あらかじめ調べた道順の通りに現地へ向かう。ギャラリー兼制作アトリエとの事だったが、外観はふつうの古びたアパートだ。玄関を開けると、手前と奥とで六畳くらいの部屋がつながっている間取りの、敷居を取っ払ったワンルーム風になっていて、奥に作家が横を向いて座っていて、訪れたこちらに気付いてない。手前の部屋はそこらじゅうにおびただしい量の制作中の画材だの木枠だの紙だのがうずたかく積まれていて、しかしよく見ると壁や床の隅には完成してるっぽいタブローが立てかけてあって、それを鑑賞しろ、ということなのだろう。

作家は若い女性で、金髪に染めた髪には派手な飾りがいっぱい付いていて、かなり肥満した姿を白っぽいふわふわのドレス風衣装に包んで、床にべったりと座って前屈み気味に背中を丸めてた姿で、外見だけでそう言うのも失礼ながらたぶんちょっと面倒くさそうな感じには見えた。とはいえその様子は真剣そのものの、今まさに制作中で、高まりきった集中力の眼差しでキャンバスを見つめつつ、小刻みに絵筆を動かしていて、すでに手前の部屋をおそるおそる徘徊し始めたこちらには目も向けない。

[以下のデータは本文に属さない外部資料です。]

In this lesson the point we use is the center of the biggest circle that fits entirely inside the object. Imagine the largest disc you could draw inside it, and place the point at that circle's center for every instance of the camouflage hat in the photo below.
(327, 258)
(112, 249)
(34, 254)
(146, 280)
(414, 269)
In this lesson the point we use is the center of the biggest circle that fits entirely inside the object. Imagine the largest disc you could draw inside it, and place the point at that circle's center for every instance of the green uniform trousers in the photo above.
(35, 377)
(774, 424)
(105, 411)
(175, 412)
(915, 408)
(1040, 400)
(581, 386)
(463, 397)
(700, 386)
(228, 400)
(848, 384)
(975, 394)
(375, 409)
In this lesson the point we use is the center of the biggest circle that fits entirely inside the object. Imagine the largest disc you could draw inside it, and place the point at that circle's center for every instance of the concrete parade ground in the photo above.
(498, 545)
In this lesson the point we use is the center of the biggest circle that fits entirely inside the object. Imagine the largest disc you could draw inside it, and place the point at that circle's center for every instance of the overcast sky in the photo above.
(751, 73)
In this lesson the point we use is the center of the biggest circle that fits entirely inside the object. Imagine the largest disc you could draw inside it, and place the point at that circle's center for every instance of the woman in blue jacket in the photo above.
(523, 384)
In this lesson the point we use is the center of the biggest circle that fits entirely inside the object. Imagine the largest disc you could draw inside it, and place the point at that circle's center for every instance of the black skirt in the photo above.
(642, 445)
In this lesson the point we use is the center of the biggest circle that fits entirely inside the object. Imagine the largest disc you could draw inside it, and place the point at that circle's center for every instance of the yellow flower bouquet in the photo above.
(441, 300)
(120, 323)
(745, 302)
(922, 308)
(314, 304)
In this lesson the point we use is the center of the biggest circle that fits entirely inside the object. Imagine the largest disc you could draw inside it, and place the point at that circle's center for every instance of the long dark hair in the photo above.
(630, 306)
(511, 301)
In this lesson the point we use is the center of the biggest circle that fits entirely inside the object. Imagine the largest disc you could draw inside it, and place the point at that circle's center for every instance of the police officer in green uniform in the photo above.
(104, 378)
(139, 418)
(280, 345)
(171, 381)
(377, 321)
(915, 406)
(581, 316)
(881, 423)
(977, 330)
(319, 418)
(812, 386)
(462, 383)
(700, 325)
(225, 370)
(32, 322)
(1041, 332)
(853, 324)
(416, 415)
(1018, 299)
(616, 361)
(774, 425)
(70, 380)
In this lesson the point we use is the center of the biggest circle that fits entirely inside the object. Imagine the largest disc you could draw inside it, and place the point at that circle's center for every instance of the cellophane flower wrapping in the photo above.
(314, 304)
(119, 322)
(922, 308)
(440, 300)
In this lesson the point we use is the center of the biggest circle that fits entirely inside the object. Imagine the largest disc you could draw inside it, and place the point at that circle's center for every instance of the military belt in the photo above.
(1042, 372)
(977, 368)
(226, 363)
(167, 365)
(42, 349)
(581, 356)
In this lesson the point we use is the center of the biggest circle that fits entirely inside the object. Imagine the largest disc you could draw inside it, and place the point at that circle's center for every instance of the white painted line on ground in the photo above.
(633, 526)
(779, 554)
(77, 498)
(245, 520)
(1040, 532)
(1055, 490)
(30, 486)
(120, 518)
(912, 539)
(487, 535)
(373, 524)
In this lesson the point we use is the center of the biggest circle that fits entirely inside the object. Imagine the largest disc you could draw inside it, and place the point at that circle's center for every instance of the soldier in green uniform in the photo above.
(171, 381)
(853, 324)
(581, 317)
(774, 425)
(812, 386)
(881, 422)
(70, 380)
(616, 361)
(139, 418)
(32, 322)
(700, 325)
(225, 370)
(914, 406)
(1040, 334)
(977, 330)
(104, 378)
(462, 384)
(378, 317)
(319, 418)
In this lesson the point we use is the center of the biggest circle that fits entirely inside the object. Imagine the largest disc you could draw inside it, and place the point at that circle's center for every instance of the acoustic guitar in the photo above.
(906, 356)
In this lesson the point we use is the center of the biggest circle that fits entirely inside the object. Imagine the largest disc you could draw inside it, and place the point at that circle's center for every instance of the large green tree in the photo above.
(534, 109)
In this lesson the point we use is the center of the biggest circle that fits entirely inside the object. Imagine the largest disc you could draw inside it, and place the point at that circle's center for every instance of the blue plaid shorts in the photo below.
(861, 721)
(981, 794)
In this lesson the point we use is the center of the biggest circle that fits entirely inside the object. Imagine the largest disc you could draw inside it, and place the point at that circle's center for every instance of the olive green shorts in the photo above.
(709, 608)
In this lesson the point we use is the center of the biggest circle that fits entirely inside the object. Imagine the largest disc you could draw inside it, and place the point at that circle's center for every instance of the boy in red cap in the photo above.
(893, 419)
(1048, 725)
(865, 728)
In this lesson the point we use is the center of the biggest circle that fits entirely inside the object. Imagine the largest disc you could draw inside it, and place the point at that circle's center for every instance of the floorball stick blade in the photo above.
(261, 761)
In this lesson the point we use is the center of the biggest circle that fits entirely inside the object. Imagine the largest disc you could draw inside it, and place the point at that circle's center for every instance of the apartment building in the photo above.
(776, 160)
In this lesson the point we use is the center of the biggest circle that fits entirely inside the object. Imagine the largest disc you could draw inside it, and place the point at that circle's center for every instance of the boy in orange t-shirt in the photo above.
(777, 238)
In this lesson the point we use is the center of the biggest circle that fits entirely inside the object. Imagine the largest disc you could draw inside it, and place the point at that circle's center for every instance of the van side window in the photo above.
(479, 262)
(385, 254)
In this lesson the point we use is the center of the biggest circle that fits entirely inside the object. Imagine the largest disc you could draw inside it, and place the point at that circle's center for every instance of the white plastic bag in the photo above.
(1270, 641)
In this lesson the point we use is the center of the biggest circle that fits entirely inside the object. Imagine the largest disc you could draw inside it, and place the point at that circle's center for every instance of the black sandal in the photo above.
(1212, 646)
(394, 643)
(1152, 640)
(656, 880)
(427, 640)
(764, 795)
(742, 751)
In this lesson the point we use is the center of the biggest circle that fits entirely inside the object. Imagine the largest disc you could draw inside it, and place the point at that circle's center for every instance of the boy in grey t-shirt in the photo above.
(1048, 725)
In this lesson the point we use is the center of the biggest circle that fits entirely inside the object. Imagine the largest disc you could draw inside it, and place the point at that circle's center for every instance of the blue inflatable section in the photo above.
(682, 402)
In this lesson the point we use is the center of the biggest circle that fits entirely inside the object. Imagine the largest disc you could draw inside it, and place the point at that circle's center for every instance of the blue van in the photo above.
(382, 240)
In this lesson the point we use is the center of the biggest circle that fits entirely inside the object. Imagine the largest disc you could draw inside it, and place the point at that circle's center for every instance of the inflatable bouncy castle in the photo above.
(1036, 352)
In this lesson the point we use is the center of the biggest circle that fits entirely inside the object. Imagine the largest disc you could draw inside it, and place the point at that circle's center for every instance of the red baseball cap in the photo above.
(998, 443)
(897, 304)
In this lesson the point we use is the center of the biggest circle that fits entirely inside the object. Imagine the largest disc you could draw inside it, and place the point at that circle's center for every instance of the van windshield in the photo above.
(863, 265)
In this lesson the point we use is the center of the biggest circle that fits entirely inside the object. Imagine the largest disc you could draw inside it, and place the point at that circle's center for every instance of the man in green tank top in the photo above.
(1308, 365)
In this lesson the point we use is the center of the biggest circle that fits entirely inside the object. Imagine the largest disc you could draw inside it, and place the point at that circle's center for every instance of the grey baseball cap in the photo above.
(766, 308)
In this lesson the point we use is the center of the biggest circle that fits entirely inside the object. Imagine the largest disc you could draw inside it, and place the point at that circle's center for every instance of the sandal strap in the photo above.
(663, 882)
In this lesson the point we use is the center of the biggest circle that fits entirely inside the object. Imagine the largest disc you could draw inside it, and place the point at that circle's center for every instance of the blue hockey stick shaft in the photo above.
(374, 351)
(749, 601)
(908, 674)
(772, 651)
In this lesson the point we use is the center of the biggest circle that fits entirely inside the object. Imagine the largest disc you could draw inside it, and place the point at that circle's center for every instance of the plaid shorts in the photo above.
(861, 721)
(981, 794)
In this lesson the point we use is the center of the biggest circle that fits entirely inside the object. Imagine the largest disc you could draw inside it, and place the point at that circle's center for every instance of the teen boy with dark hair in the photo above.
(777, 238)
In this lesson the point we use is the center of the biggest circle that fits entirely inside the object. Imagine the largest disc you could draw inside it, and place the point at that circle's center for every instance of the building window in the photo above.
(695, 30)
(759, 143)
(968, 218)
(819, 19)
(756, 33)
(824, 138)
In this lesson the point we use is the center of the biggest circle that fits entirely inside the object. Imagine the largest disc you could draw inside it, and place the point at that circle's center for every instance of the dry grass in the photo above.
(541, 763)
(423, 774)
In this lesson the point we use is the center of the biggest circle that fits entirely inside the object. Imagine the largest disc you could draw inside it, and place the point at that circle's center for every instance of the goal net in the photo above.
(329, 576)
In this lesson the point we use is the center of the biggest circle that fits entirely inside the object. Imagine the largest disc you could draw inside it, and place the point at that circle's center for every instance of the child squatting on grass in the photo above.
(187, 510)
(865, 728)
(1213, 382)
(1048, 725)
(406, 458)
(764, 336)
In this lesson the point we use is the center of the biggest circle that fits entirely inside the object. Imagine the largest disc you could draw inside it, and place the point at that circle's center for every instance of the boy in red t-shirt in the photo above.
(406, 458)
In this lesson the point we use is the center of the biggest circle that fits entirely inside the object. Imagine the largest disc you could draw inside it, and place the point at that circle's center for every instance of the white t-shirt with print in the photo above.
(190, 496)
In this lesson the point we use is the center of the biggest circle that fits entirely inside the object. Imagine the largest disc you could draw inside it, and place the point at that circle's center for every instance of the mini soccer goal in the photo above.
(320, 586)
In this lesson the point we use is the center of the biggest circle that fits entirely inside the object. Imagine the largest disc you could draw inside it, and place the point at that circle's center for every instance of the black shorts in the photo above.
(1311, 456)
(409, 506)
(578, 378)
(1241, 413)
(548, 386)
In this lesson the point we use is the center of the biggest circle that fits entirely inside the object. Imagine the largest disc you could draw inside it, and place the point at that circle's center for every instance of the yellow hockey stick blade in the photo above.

それにしてもあと一歩でゴミ屋敷と見紛うほど散らかった部屋ではあるが、それら錯乱した様々な物体はほとんどが白色のまるで降り積もった雪を擬したかのようで不思議と不衛生な印象はない。そして仕上がっていると思われる作品のいくつかは、あらかじめウェブで見て予感されたとおり、確かな絵画的魅惑をたたえているのだ。どちらかといえば古い気質の方向性だとは思うが、若さっぽい雰囲気に流れるようでそうでもない、勘どころをきっちり抑えているというか、大人の仕事らしく、要所をきちんと手堅く纏め上げている。なるほど面白いなあ、こんな場所でこんな画家が、いつかどこかの何かから何かを、引き継いでいるのだなあと思って、想像された過去に属する遥かな景色を、ふと思い浮かべてしまった。

目が覚めたら四時過ぎで、当然ながら起床時間ぎりぎりまでの二度寝をこころみたが、なぜか眠れなくなった。与えられた睡眠時間をきちんと使いこなせないと、ただ捨てるばかりでじつに勿体無い。